Tüm bunlara karşın Platform üyesi olan örgütlerden İstanbul, Ankara, Muş, Antalya, Adana, Adıyaman, Mersin, Bursa, Edirne, Antep olmak üzere 10 ilden 33 örgüt toplantıya katılmak üzere Ankara’ya geldi. Bürokratik dayatmalara karşı çıkan Platform üyeleri konunun asıl muhatabının kendileri olduğunu söyleyerek toplantıya katılmayı başardı.
'Bakanlığın dayatması sözleşme hükümlerine aykırı'
Platform üyeleri, apar topar düzenlenen bu toplantıda da, Bakanlıkça dayatılan yöntemin Sözleşmedeki sivil toplum katılımı ile ilgili yükümlülükleri ihlal ettiğini, antidemokratik olduğunu, yıllardır şiddet alanında çalışan örgütlerin bu konunun ana muhatabı olduğunu, toplantıda seçim yapılmaması gerektiğini, yapılsa da meşru olmadığını, şeffaf ve katılımcı yeni bir yöntem belirlenmesi gerektiğini dile getirmesine rağmen bu eleştiriler dikkate alınmadı. Israrlı şekilde seçim dayatması yapıldı, oy kullanmak için kaşe, tüzel kişilik gerektiren belgeler istendi, sivil toplum olarak sadece derneklerin ve vakıfların kabul edileceği Bakanlık yetkililerince dile getirildi.
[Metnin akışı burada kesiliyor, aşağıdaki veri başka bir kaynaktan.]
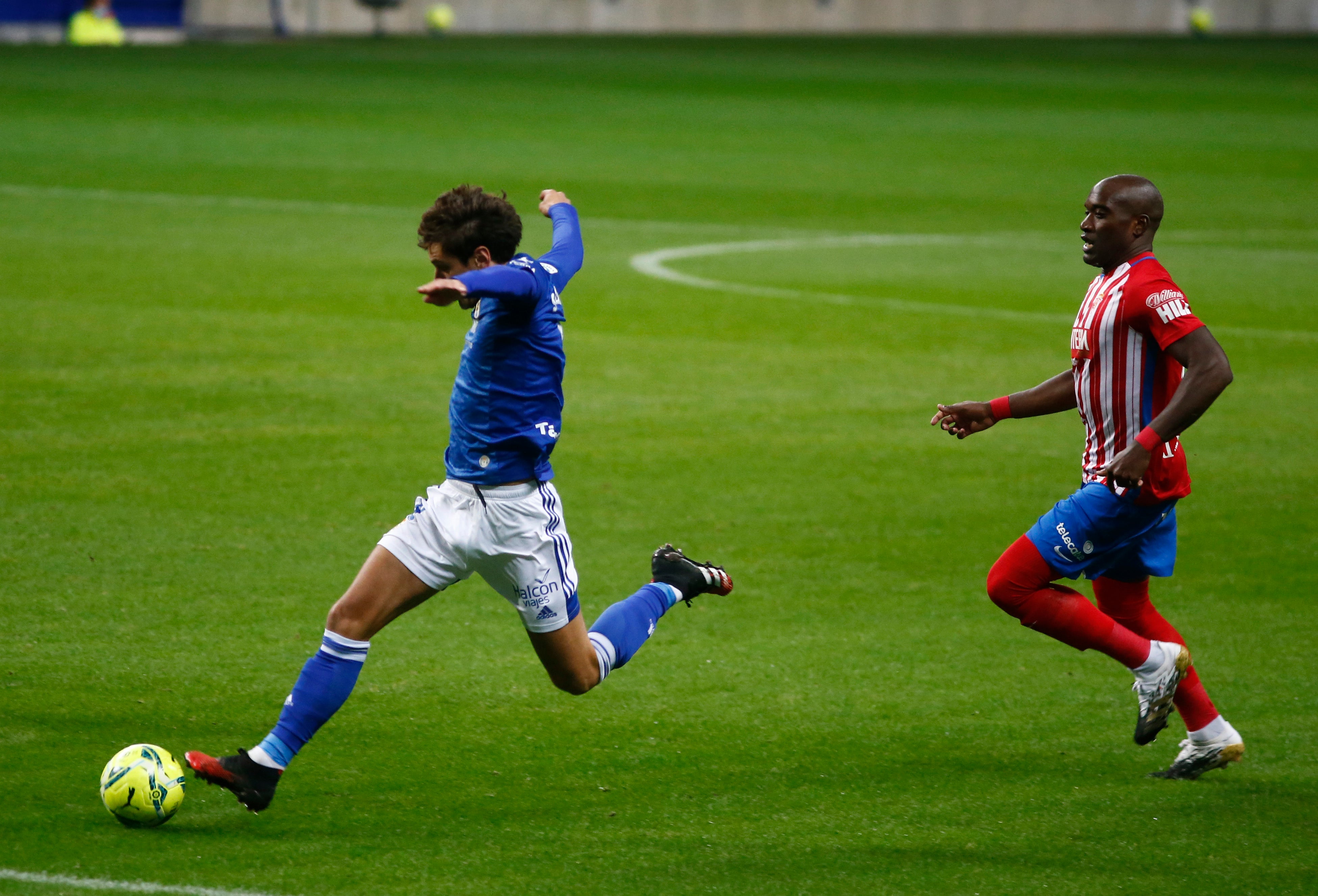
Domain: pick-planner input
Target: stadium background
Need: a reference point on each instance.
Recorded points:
(217, 388)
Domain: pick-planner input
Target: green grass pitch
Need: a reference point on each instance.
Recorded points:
(218, 389)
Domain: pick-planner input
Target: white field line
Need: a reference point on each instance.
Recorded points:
(122, 886)
(313, 207)
(655, 264)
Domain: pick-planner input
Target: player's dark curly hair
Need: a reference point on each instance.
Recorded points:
(467, 218)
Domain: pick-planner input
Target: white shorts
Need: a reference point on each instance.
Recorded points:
(513, 535)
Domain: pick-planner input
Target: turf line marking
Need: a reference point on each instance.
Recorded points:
(313, 207)
(124, 886)
(655, 264)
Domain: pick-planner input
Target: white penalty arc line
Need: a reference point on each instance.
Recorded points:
(123, 886)
(655, 264)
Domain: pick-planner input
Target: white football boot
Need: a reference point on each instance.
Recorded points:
(1197, 758)
(1155, 691)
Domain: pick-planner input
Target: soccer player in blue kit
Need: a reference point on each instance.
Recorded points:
(497, 513)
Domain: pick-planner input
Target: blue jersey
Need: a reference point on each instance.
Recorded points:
(506, 412)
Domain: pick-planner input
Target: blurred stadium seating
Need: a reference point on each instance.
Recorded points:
(253, 18)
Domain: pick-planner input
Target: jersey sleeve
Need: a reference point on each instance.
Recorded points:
(1160, 310)
(500, 282)
(566, 257)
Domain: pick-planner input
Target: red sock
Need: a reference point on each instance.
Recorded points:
(1019, 584)
(1130, 605)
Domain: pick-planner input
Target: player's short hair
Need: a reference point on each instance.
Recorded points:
(467, 218)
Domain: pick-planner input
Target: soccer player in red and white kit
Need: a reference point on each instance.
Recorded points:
(1133, 338)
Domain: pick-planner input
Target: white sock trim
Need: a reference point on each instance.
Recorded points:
(1154, 663)
(345, 649)
(347, 642)
(673, 591)
(604, 651)
(262, 758)
(1212, 732)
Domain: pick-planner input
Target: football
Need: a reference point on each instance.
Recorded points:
(143, 786)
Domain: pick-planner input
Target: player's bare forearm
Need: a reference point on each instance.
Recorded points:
(445, 290)
(551, 198)
(1208, 374)
(1050, 397)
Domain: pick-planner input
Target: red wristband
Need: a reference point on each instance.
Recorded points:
(1150, 439)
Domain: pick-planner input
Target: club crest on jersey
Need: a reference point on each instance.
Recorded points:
(1080, 343)
(1170, 305)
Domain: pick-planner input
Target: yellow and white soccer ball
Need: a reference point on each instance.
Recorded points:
(143, 786)
(1201, 20)
(439, 18)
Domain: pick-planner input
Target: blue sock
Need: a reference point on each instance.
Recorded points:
(620, 630)
(325, 684)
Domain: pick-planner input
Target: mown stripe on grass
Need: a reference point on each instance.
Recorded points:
(124, 886)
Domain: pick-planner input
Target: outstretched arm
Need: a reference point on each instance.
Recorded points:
(1208, 374)
(1050, 397)
(567, 254)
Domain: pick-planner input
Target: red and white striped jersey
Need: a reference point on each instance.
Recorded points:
(1123, 377)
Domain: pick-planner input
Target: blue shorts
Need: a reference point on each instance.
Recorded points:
(1096, 533)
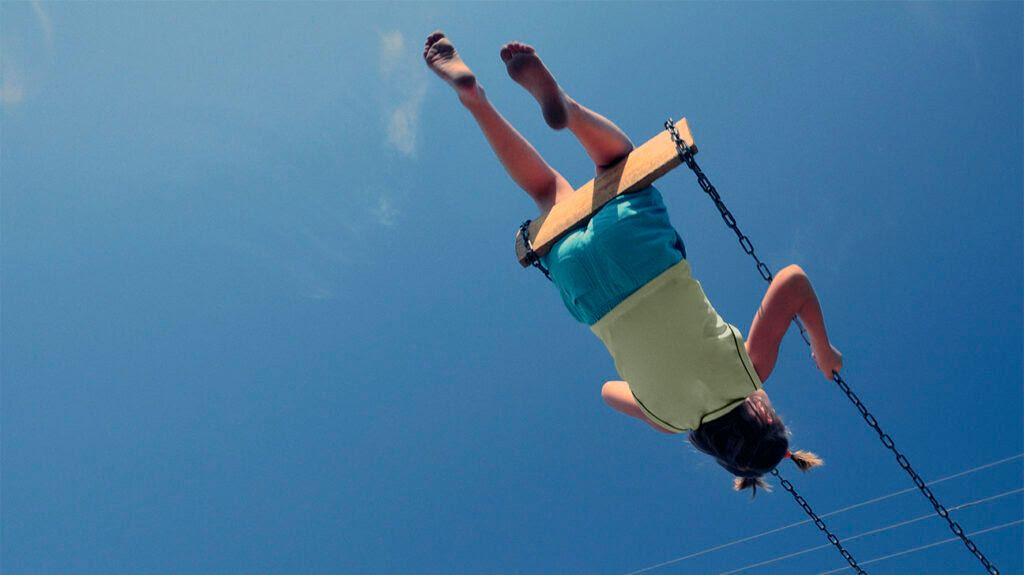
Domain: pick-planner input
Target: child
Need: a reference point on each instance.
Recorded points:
(625, 274)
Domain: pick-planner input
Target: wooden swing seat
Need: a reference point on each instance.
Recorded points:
(638, 170)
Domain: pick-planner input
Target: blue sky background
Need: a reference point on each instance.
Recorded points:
(261, 313)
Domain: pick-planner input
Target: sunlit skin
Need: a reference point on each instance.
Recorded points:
(791, 293)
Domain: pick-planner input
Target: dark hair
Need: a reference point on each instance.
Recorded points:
(749, 442)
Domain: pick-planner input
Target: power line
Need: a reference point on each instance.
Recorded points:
(872, 532)
(829, 514)
(929, 545)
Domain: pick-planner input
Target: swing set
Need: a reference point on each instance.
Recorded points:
(641, 168)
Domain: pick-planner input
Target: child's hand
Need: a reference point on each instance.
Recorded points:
(827, 359)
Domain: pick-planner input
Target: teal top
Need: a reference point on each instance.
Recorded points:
(626, 245)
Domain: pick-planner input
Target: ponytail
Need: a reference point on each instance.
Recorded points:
(805, 460)
(752, 483)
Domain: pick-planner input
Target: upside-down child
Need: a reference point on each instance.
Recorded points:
(626, 275)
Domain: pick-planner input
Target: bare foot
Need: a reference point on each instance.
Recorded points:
(444, 60)
(526, 69)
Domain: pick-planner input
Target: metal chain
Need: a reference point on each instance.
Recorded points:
(687, 157)
(903, 462)
(531, 257)
(819, 523)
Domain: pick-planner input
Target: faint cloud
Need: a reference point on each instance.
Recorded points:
(392, 44)
(403, 123)
(384, 212)
(25, 58)
(11, 88)
(406, 86)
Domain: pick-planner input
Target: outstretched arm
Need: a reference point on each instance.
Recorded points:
(791, 294)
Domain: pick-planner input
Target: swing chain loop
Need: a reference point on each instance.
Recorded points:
(531, 257)
(686, 155)
(818, 522)
(903, 462)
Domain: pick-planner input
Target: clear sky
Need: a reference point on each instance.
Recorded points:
(261, 313)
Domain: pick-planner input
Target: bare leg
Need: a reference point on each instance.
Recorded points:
(520, 160)
(619, 397)
(790, 294)
(604, 142)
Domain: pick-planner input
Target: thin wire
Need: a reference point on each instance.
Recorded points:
(829, 514)
(872, 532)
(929, 545)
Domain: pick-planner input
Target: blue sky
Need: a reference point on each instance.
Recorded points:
(261, 313)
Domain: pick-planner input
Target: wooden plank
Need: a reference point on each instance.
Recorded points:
(644, 165)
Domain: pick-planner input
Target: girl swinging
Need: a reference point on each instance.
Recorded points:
(625, 273)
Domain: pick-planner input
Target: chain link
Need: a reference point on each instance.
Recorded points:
(903, 462)
(687, 157)
(531, 257)
(819, 523)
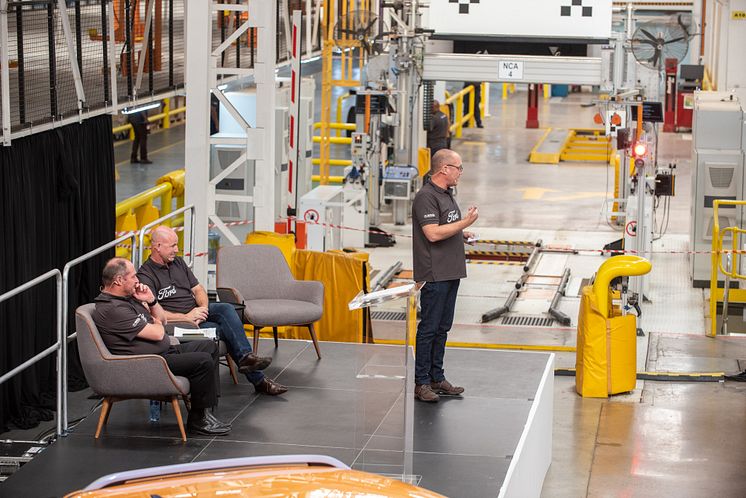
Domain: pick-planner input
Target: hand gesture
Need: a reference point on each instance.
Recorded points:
(197, 315)
(143, 293)
(472, 214)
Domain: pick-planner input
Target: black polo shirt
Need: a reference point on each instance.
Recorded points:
(171, 284)
(119, 320)
(445, 259)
Bunun üzerine tüm Platform üyeleri toplantıyı terk etti.
'Hükümetin tercih ettiği STK'lar seçildi'
Platform üyeleri toplantıyı terk ettikten sonra, kalan yaklaşık 25 kişilik grupla gerçekleştirilen kurmaca seçim ile Hükümet eliyle kurdurulmuş olan Kadın ve Demokrasi Derneği (KADEM) ve Kadın Sağlıkçılar Dayanışma Derneği’nin (KASAD) yanı sıra Ayrımcılığa Karşı Kadın Derneği’nin (AKDER) “seçildiği” öğrenildi. 9 üyesinden 6’sının kamu temsilcisi olduğu böyle bir kurul kabul edilmeyeceği gibi kurula “seçilmiş” olan dernekler açısından da hükümetin tercihini önceden yaptığı açıktır. Bu süreç meşru değildir. Kadına yönelik şiddetle ilgili uluslararası bir sözleşmenin izlenmesinin kamunun ağırlıklı olduğu böyle bir kurula havale edilmesi kabul edilemez.
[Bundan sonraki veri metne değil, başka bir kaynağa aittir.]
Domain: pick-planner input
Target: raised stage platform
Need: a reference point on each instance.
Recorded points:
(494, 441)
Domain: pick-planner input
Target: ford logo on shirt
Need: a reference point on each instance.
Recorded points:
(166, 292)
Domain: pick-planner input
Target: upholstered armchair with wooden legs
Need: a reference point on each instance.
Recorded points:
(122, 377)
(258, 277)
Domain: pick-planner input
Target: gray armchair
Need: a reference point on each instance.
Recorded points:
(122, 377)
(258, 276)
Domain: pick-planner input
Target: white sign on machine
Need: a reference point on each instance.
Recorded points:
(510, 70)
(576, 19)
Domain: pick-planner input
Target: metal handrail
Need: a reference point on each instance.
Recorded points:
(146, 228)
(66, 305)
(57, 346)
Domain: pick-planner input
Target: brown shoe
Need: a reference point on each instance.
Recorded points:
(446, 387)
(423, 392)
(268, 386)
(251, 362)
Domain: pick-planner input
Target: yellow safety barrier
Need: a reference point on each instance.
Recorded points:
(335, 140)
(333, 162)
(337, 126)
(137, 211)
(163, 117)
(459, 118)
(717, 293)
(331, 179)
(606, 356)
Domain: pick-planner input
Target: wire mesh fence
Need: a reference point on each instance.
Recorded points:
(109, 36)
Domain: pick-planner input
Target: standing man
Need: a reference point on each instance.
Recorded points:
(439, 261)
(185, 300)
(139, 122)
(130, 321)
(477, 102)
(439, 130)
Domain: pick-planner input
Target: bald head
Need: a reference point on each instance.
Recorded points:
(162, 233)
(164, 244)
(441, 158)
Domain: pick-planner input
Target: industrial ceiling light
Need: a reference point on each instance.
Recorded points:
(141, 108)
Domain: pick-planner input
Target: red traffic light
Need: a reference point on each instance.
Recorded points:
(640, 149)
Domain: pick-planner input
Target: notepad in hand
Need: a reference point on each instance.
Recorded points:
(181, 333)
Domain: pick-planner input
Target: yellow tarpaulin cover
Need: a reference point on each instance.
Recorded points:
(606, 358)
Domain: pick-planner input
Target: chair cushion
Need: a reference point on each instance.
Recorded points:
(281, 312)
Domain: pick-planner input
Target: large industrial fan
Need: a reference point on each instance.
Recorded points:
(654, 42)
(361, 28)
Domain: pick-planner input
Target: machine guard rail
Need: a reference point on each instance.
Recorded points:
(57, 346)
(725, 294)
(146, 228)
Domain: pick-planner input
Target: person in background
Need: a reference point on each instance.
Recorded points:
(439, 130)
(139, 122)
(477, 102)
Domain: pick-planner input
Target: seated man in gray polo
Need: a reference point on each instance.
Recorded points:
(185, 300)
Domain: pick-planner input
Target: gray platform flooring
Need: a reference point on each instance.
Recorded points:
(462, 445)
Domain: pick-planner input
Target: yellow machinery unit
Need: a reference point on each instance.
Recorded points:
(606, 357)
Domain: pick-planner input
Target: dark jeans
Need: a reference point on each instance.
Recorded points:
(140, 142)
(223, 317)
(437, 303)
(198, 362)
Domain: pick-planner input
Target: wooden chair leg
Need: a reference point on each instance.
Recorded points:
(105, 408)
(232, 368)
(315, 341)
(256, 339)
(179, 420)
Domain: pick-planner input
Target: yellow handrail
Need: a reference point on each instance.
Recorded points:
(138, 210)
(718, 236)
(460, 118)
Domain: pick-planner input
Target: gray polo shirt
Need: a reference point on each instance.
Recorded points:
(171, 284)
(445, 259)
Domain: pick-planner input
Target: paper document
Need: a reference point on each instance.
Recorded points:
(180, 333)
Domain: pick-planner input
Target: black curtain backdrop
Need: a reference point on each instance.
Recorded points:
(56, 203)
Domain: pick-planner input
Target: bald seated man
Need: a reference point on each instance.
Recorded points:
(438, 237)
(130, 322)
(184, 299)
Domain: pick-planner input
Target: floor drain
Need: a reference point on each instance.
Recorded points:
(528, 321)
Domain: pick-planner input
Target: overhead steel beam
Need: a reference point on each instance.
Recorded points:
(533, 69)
'Bu seçim yok hükmündedir'
Bakanlığın ortak hareket ettiği bu “STK”lar; Sözleşme’nin, kadına yönelik şiddet ile ilgili olarak alınacak önlemlerle “aile yapısına”; LGBTİ bireyler için getirilen ayrımcılık yasağının “toplum yapısına” zarar vermesini önlemek (!) üzere “seferberlik” ilan etmiş gruplardır. Bakanlık bünyesinde oluşturulan bu yeni “kurul” ise, İstanbul Sözleşmesi sürecinden, kadın ve LGBTİ örgütleri dışlayarak, bizzat sözleşmenin içeriğini çarpıtma ve uygulanmasını engellemek üzere oluşturulmuş bir kuruldur.
Türkiye’nin daha şimdiden Sözleşme’yi ihlal etmesi, ilerleyen süreçte de Sözleşme’nin uygulanmasında yeni ihlallerle karşı karşıya kalacağımızın kanıtıdır. İstanbul Sözleşmesi kadınların kazanımıdır ve mevcut hükümetin keyfi kararlarıyla uygulanamaz. Sözleşme’nin amaç ve içeriğine aykırı davranılmasına izin vermeyecek, Sözleşme’nin ana muhatapları olarak uygulanması için mücadele etmeye devam edeceğiz. Bağımsız kadın ve LGBTİ örgütlerinin sürece katılımının engellenmesi sadece İstanbul Sözleşmesi’nin değil, Avrupa Konseyi’nin Sivil Toplumun Karar Verme Süreçlerine Katılımıyla İlgili İyi Uygulama İlkeleri’nde de şart koşulan şeffaflık ve eşit katılım ilkelerinin ihlal edildiğini başta Avrupa Konseyi olmak üzere tüm ulusal ve uluslararası mekanizmalara taşıyacağımızı duyururuz.